Invasive Species Compendium

Detailed coverage of invasive species threatening livelihoods and the environment worldwide

Abstract

First report of Tomato spotted wilt virus on a new host Leuzea carthamoides in Bulgaria and the World.

Abstract

Tomato spotted wilt virus (TSWV) caused a harmful outbreak on L. carthamoides [Rhaponticum carthamoides] in central Bulgaria near the town of Kazanluk in 2009. In 2011, TSWV was identified on young sprouts of the rootages of L. carthamoides in the same place near the town of Kazanluk by means of indicator plants, double antibody sandwich (DAS)-ELISA, and reverse transcription (RT)-PCR. Disease symptoms were small yellow spots on the young leaves grown from the tested sprouts and distortions of the leaf lamina.

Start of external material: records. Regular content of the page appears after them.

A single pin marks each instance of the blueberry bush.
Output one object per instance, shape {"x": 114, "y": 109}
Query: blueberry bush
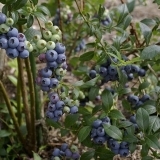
{"x": 70, "y": 79}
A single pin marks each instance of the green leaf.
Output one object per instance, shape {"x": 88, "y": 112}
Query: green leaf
{"x": 127, "y": 21}
{"x": 13, "y": 79}
{"x": 150, "y": 52}
{"x": 104, "y": 153}
{"x": 130, "y": 5}
{"x": 90, "y": 83}
{"x": 19, "y": 4}
{"x": 154, "y": 123}
{"x": 152, "y": 141}
{"x": 87, "y": 155}
{"x": 86, "y": 56}
{"x": 107, "y": 100}
{"x": 36, "y": 156}
{"x": 93, "y": 92}
{"x": 34, "y": 1}
{"x": 113, "y": 131}
{"x": 116, "y": 114}
{"x": 4, "y": 133}
{"x": 44, "y": 9}
{"x": 53, "y": 123}
{"x": 30, "y": 21}
{"x": 83, "y": 133}
{"x": 146, "y": 31}
{"x": 71, "y": 119}
{"x": 150, "y": 109}
{"x": 142, "y": 119}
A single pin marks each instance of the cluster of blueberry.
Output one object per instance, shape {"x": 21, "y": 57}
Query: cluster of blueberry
{"x": 106, "y": 19}
{"x": 11, "y": 40}
{"x": 65, "y": 152}
{"x": 57, "y": 107}
{"x": 81, "y": 46}
{"x": 65, "y": 13}
{"x": 109, "y": 72}
{"x": 99, "y": 136}
{"x": 136, "y": 102}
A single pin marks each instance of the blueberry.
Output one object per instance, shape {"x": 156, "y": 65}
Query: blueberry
{"x": 128, "y": 69}
{"x": 92, "y": 73}
{"x": 56, "y": 152}
{"x": 93, "y": 132}
{"x": 60, "y": 105}
{"x": 21, "y": 46}
{"x": 45, "y": 82}
{"x": 12, "y": 53}
{"x": 124, "y": 145}
{"x": 53, "y": 83}
{"x": 61, "y": 58}
{"x": 12, "y": 33}
{"x": 68, "y": 153}
{"x": 60, "y": 48}
{"x": 133, "y": 119}
{"x": 24, "y": 54}
{"x": 2, "y": 18}
{"x": 112, "y": 70}
{"x": 110, "y": 90}
{"x": 100, "y": 131}
{"x": 45, "y": 89}
{"x": 42, "y": 57}
{"x": 105, "y": 120}
{"x": 99, "y": 140}
{"x": 97, "y": 123}
{"x": 103, "y": 71}
{"x": 58, "y": 113}
{"x": 114, "y": 145}
{"x": 123, "y": 152}
{"x": 45, "y": 72}
{"x": 64, "y": 146}
{"x": 51, "y": 55}
{"x": 142, "y": 72}
{"x": 49, "y": 114}
{"x": 75, "y": 156}
{"x": 74, "y": 110}
{"x": 51, "y": 106}
{"x": 115, "y": 151}
{"x": 135, "y": 68}
{"x": 133, "y": 99}
{"x": 52, "y": 65}
{"x": 3, "y": 43}
{"x": 54, "y": 98}
{"x": 21, "y": 37}
{"x": 145, "y": 98}
{"x": 13, "y": 42}
{"x": 130, "y": 76}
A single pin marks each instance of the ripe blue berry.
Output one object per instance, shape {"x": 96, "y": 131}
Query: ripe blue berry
{"x": 60, "y": 48}
{"x": 13, "y": 42}
{"x": 24, "y": 54}
{"x": 51, "y": 55}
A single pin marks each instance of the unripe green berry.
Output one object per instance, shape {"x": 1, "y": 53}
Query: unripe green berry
{"x": 55, "y": 38}
{"x": 49, "y": 25}
{"x": 47, "y": 34}
{"x": 74, "y": 148}
{"x": 9, "y": 21}
{"x": 41, "y": 44}
{"x": 50, "y": 45}
{"x": 66, "y": 109}
{"x": 36, "y": 38}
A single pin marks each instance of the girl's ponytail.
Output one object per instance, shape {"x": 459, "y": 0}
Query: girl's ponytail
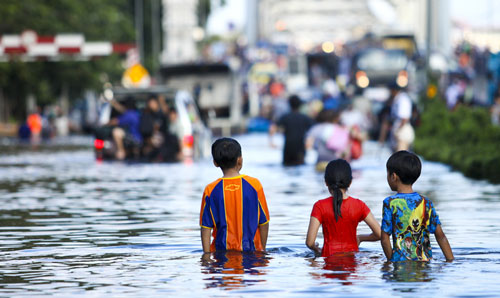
{"x": 338, "y": 176}
{"x": 337, "y": 200}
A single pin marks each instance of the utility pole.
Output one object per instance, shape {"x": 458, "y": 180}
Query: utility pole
{"x": 155, "y": 35}
{"x": 428, "y": 37}
{"x": 139, "y": 28}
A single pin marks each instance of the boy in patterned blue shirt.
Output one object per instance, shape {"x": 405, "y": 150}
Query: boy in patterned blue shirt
{"x": 408, "y": 216}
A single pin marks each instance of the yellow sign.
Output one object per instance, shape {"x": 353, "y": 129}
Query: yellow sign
{"x": 136, "y": 76}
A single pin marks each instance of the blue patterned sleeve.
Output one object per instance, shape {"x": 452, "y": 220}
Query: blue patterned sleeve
{"x": 434, "y": 218}
{"x": 386, "y": 217}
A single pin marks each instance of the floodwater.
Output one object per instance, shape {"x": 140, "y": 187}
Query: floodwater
{"x": 70, "y": 226}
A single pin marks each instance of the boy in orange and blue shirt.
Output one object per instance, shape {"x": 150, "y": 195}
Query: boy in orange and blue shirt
{"x": 233, "y": 206}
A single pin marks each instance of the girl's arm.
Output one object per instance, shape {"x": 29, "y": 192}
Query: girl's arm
{"x": 312, "y": 232}
{"x": 374, "y": 226}
{"x": 443, "y": 243}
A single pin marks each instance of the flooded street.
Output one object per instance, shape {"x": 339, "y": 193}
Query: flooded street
{"x": 71, "y": 226}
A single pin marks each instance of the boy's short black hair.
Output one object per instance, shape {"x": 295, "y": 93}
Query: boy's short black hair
{"x": 225, "y": 152}
{"x": 406, "y": 165}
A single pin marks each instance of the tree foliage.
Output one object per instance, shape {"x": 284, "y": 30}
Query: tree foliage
{"x": 98, "y": 20}
{"x": 463, "y": 138}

The old leaves had large yellow spots and necrosis, without deformations. Most of the plants with such symptoms died in the second year and third year. The number of the plants in the plantations decreased by 20-40% during the 3-year period and some of these losses were due to the viral disease. RT-PCR was carried out on samples of L. carthamoides using oligonucleotide primer sequences. The DNA fragment was visualized by UV trans-illumination. A fragment of the TSWV genome with a length of 276 base pairs was found in three young L. carthamoides leaf samples taken from the sprouts. The PCR fragment was sequenced and deposited to NCBI (GenBank Accession No. KC918808). This is thought to be the first report of TSWV in L. carthamoides identified by RT-PCR.